May 5. Identity.

A little hangover can be worked off by four cups of coffee and a cold shower. At twelve I’m good to go and walk out to find a boat that will take me to Panama. Enter: Club Nautico. I walk in and ask some people for a boat to Panama. There are plenty of sailors headed that way, that is, to the San Blas islands. All you need is some money. They have some kind of agreement that the passage cost 350$. I try to talk that price down. An older man in a red shirt asks me to play a game of chess with him and I agree. There is this idea in my mind that he’ll offer me a free boatride if I win the game. How romantic! He makes some mistakes and I take his queen and the first game is mine. In the return match, I make some mistakes and he takes my Reina, giving him enough advantage to win. In the third game, I concentrate a little bit more and got us into a rather complicated situation. I see him thinking. He attacks a last time with his queen but overlooks something; I get a pawn across and bring the game to a victorious conclusion. “Colombia in big trouble” my opponent says ten minutes before losing the match. “Holanda very strong”. In that moment, a real sailor walks to our table, making me feel like I’m in a pirate movie. I stare at his bright blue eyes and his large unkempt beard. We shake hands and he says he is planning to sail to Panama on thursday. I offer him to pay 200 bucks, he will think about it, maybe, if I bring someone else. Sailing is a costly diversion. Tomorrow at 10am I will meet him again. He introduces himself as Doug, and he has a Dutch boat.
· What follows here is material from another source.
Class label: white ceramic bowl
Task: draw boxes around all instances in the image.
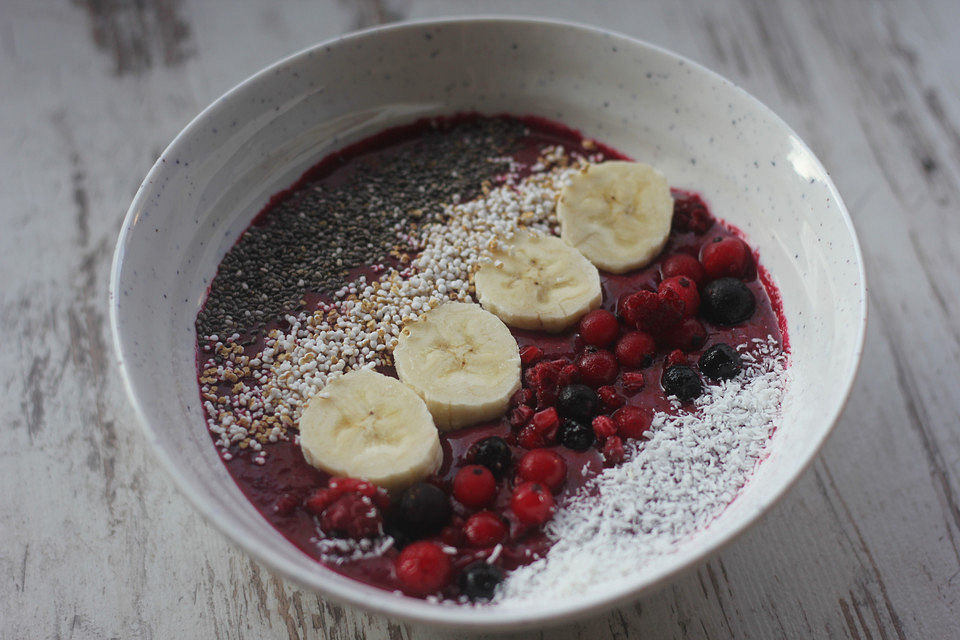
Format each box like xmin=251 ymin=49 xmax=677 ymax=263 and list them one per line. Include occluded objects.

I walk on, feeling the hormomes of happiness and exaltation degrading in my blood. The sun is setting. I walk into the historic old town asking for a place where I could get a real espresso. I want to write. This city has a pretty face! It was the prime port of South America, the gate of trade for a whole continent and it still breathes this esprit albeit in that typical touristic way of souvenir vendors and handicraft shops with people shouting at you in English “he man where you from? Holland? Amsterdam!” Just close the ear that hears that and you’re fine. I find a stylish cafĂ© and get at least some writing done.

At night, some police come to the hostel and mention Ivan’s name.
“Es tu amigo?”
-“Si.”
“Venga.”
They take me to the nearby park where the lizard lives, and Ivan sits there on a bench, doing fine and waving at me. The officers have brought him from far far away and might have saved him a lot of trouble. When they asked me to com with them and explained somethings with such a heavy Colombian accent that I couldn’t understand them, I was very worried. I might have to identify a body, that’s what I thought. But I only had to identify my new buddy.

Tomorrow, I will buy some cheap cigars on the street. Every once in a while, I like to walk around with a cigar butt in the corner of my mouth. It has a lot to do with identity. I should know all about the concept Identity since I studied philosophy. But I don’t. I really have no idea. You can tell me anything, anything you like and then just say “look, and that’s exactly what identity is” and I would know nothing to disprove it. I’d go “okay” and nod my head dimly. The mere form of a conjecture can be more than enough to paralyze any thought about the substance of identity.